A couple weeks ago, the Interaction Design team at KTH had an internal exhibition of design projects. Due to the pandemic, whereby we primarily work from home, it has been difficult to engage with each other’s design work. Thus, this exhibition was a chance for us to get together (in line with safe distancing) to share our work! I presented a new side project within my PhD that I started while on maternity leave last year, which I call Free the Nipple. Below are some images of my exhibition space and a draft project description. You can find more of the project’s process (and other project work) on my public instagram account.
This project explores bodily boundaries and social becomings within intimate care through the nipple as a threshold and interface during breastfeeding.

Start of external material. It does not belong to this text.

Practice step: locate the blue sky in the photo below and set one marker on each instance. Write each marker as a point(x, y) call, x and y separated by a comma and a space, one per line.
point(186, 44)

Breastfeeding is a complex and often controversial topic grounded in tensions between desire and disgust, sexuality and sustenance. In navigating these tensions, this project peruses an ongoing journey of intimate care to understand the becomings of multiple, networked bodies and the vital force of breast milk.
Breast milk is an interesting bodily fluid because it is secreted, not excreted, for another human to ingest. This verbal distinction is significant because unlike many bodily fluids, breast milk is not discharged as waste, yet still carries with it connotations of disgust. This disgust has many layers, perhaps most commonly evidenced from those external to an immediate care network, but can also be felt by a woman in regards to her own breast milk or be suggested through a baby’s refusal to breastfeed. Though for many, breastfeeding is more than the secretion of breast milk from a mother to a child. It can also provide comfort and nurturing as signified by the usage of the term “nursing” over breastfeeding, which attempts to locate the complex social relations of care-giving and receiving. Inherent to both perspectives is an intricate web of chemical exchanges and changes that alter and disrupt involved bodies, and in which the vitality of breast milk is materialized. To unpack the sociomateriality of this involvement, I start with my own postpartum breasts as a strange interface between myself as a mother, my breastfeeding baby, and an intimate co-caretaker.